My thanks also. I have over 400 of these paragraphs.


2020-06-15 08:10:13

Martin Barry

Fabulous! Thanks so much for your help.


2020-06-14 04:23:06

Ken Endacott

The following modified macro will avoid including a paragraph mark and/or a space before the right parenthesis.

Sub AddParens()
If Right(Selection.Range.Text, 1) = Chr(13) Then _
Selection.MoveEnd Unit:=wdCharacter, Count:=-1

If Right(Selection.Range.Text, 1) = Chr(32) Then _
Selection.MoveEnd Unit:=wdCharacter, Count:=-1

If Len(Selection.Range) > 0 Then
Selection.InsertBefore "("
Selection.InsertAfter ")"
Else
MsgBox "No text was selected!"
End If
End Sub


2020-06-13 23:52:22

Larry Schwartz

The parenthesis macro came at exactly the time I need it. I’m working with an existing screenplay document in which parenthetical comments are a major component. For these, I need to be able to select a paragraph and then use the macro to enclose the text.

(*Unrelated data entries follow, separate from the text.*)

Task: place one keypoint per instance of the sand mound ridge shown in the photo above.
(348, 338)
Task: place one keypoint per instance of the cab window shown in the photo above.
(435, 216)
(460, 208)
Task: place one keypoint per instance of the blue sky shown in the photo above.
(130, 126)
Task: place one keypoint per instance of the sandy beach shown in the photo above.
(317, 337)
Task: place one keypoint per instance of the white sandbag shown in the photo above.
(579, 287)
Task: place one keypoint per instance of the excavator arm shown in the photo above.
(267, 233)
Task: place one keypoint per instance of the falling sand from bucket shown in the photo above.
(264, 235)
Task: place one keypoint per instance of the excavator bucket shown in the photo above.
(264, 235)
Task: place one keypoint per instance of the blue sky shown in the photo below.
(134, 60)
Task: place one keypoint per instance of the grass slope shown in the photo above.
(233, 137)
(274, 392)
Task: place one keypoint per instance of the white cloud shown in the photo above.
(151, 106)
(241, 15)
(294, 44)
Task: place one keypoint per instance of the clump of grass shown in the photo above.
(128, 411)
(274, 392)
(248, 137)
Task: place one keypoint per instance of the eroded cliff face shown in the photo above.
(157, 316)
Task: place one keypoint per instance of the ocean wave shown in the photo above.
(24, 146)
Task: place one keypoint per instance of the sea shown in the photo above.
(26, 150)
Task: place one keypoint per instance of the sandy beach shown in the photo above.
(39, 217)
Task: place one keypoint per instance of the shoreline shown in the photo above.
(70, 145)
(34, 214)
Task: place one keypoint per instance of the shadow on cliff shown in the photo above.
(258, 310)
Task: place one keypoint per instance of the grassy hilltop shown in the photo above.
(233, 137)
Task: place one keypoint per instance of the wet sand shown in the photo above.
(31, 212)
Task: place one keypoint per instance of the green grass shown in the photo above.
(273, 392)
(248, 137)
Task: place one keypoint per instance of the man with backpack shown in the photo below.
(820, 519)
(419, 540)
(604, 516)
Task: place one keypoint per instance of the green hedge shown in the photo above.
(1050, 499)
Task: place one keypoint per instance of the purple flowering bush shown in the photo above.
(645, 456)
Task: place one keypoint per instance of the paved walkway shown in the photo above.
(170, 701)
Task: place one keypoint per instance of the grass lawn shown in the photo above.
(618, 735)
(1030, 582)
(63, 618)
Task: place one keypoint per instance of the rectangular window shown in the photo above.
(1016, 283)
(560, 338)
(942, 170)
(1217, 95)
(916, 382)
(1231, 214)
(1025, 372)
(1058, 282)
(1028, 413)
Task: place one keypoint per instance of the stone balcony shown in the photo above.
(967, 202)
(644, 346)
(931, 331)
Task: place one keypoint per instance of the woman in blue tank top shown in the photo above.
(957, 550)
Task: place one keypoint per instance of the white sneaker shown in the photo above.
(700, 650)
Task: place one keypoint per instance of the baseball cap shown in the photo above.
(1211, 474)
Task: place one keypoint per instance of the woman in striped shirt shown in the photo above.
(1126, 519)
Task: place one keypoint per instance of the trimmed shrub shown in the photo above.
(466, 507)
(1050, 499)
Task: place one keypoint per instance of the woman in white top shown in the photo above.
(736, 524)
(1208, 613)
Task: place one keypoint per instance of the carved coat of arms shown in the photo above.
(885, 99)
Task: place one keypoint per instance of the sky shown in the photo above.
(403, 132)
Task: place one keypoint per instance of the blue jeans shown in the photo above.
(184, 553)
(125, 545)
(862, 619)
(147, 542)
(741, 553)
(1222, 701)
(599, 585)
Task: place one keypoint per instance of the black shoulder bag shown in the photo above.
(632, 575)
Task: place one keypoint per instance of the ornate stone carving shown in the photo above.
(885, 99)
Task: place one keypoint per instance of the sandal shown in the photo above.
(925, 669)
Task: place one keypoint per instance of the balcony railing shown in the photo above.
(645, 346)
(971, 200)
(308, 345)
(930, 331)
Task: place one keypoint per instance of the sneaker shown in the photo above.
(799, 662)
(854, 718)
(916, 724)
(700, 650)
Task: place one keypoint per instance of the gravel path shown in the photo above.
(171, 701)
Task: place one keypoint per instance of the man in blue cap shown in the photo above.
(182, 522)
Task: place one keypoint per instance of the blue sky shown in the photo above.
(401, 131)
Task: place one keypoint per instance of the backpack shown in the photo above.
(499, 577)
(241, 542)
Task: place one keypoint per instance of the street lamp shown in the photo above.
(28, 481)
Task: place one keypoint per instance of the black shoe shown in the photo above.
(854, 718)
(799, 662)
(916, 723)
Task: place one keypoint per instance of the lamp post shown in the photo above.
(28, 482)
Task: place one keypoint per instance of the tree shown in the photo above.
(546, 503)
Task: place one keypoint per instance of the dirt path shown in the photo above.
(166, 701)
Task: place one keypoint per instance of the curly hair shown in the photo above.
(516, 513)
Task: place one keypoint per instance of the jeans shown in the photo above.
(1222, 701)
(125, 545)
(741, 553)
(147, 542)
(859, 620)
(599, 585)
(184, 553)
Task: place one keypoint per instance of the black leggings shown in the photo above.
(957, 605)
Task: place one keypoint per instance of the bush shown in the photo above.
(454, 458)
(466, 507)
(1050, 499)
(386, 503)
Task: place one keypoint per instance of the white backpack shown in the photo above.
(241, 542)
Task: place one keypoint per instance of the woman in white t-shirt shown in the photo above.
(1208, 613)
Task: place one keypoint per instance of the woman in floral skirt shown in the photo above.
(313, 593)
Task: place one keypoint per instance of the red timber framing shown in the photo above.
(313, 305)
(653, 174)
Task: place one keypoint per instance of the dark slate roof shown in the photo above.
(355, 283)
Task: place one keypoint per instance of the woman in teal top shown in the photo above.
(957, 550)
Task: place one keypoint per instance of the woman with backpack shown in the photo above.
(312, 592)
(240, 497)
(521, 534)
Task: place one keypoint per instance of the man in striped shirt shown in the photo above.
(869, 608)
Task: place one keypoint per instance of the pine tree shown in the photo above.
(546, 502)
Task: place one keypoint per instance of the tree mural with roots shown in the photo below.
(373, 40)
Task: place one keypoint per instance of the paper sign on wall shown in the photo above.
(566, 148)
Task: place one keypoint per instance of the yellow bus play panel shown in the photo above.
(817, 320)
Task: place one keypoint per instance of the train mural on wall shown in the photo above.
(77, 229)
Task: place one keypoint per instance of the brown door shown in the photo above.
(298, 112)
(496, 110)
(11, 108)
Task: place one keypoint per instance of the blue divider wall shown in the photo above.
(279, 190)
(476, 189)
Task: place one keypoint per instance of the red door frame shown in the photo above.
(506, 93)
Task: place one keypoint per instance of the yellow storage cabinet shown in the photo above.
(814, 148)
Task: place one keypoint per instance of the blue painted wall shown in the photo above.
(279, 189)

However, because selecting a paragraph includes the ending paragraph character, the macro results in the text with the paragraph marker followed by the ending parenthesis, i.e., the ending parenthesis is at the start of the following paragraph. Could you suggest a change to the macro to fix this?


2020-06-12 13:25:47

Martin Barry

Same as Ben K.'s unanswered question from 2018: this Macro doesn't seem to work as it should because Word inserts a leading space before the right parenthesis. Is this a Word anomaly, and is there a way to disable it? On the face of it, the macro itself ought to yield the right result, so I can only assume this is a bit of dim-witted Microsoft behaviour. Thanks!


2018-10-19 13:29:17

Ben K.

How can this macro be modified to NOT enclose a trailing space after a word? I'd like the macro to check if the final character in the selection is a space, and if it is, put the closing parentheses to the left of the space.